Image via the Brookings Institute.


  1. Meanwhile, in Europe, inequality has remained about the same over the last 40 years. Can't find the graph, but I believe it came from a British source, could be the Guardian or as similar source.

    The difference between the US and Europe can be illustrated fairly simply by noting that in the UK, a Tory government pushed through terrible austerity on everything (including the military) but the NHS, while in the US, the Democrats can't force the public to take private health insurance.

    1. The Neoliberals are attacking the NHS, too:

  2. Nearly 1 in 10 of those making $100,000 or more said they usually or always live paycheck to paycheck, and 59 percent of those in that salary range said they were in the red.

    America doesn’t have a jobs crisis. It has a good jobs crisis...

    Sounds like people have a spending crisis. They are spending more than they should. The person making $50k a year works hard, works themselves up the ladder and starts making $100k a year. However they are still living paycheck to paycheck? If they had kept the same bills from when they made $50k they'd be living pretty.

    I see to many cases of people making great money but not able to save any of it. If you're making $50k a year with no kids and you can't come up with $3000 it isn't the fault of the US.

    most of the gains have been going to a relatively few top executives of large companies

    Funny some love to point out the "unfairness" of the ceo making far more than the avg employee but they have no problem with the union boss making far more than the avg employee

    1. Funny how when Millennials don't spend money, they're accused of "Killing the 'X' Industry; but when the DO spend money, they're accused of bringing penury upon themselves "overspending."

      In a consumer economy, you need people to buy goods and services. Broke people don't do that. Why is it so hard for Conservatives to get this????

  3. I do agree that there is a ridiculous disparity of income between top to bottom... and I've always questioned the assumption that a boss should ALWAYS make more than those lower down the hierarchy... and wages ARE stagnant... but I do have to agree, somewhat, with the Post by Anonymous.
    Among my friends I see a LOT of overspending. I see people having kids they cannot afford. People subscribing to multiple expensive entertainment sources... cable, internet streaming services, satellite radio. Eating out at restaurants nearly every day. Buying new cars and appliances every few years.
    If they can't make ends meet I think there should at least be some question as to what those ends are.

  4. I totally agree with you and anon that vast numbers of people (perhaps most people) overspend. No argument there.

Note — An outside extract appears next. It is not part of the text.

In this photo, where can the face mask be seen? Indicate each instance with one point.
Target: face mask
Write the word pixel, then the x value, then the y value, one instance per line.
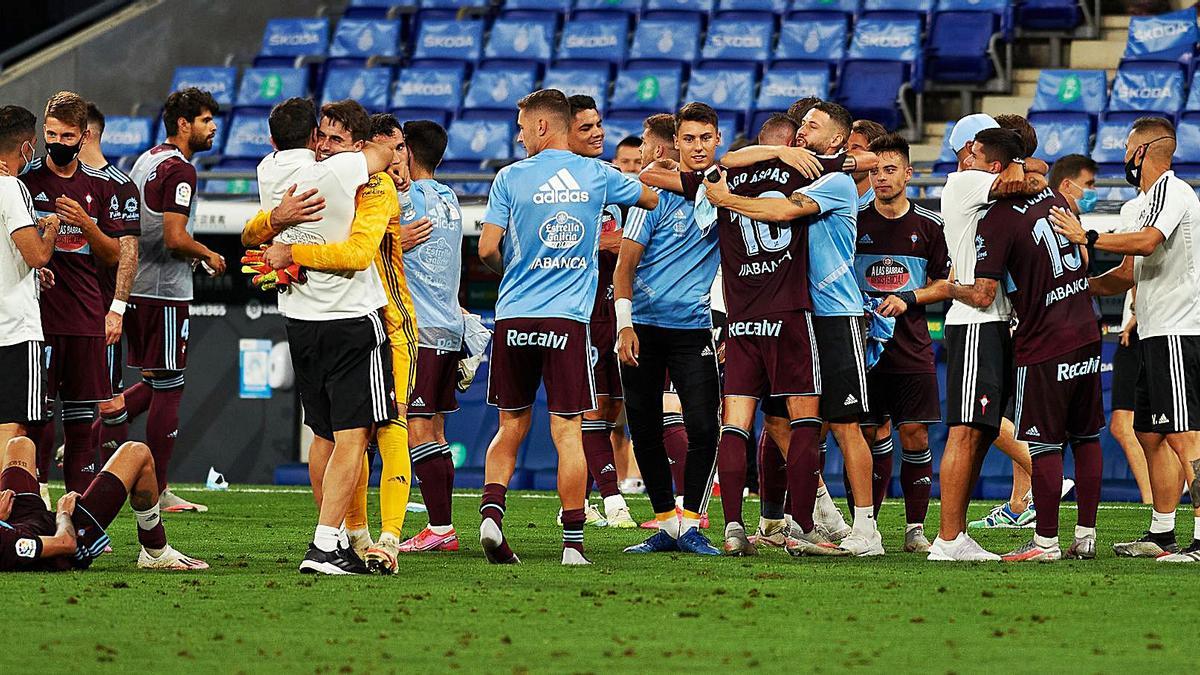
pixel 63 154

  5. "...Progress and Poverty (1879), sold millions of copies worldwide... The treatise investigates the paradox of increasing inequality and poverty amid economic and technological progress..."


  6. Overspending has nothing to do with the income though.

    It's simple. Wages are stagnant because the rich give themselves raises at the expense of the rest.

  7. not surprising that many starting out wont be able to build savings after accounting for the expenses of housing, food, transportation,taxes, health insurance, etc. these often require both partners to have employment.even if this equation can balance, it is still common for many couples to develop revenue issues. a.k.a. children. if both must work when children are very young, the childcare costs may end up being borrowed on credit cards. once all a family's children are in public schiool , there may be a chance to pay down the childcare debt. If higher ed is an aspiration, the ability to cover the parent portion of college costs likely wont be do-able while paying down the childcare loans. in state public residential colleges cost our family -parent portion- about $70-80K per child. those 2 "mercedes S class" educations were helpfully available to borrow at 8.5% thru the friendly government Parent PLUS program. higher income from 2 working parents increase the amount FASFA calculated to be the parent obligation. if it is part of the family amerian dream to have their children get higher education profligate lifestyle choices are seldom the only explanation for paycheck to paycheck existances.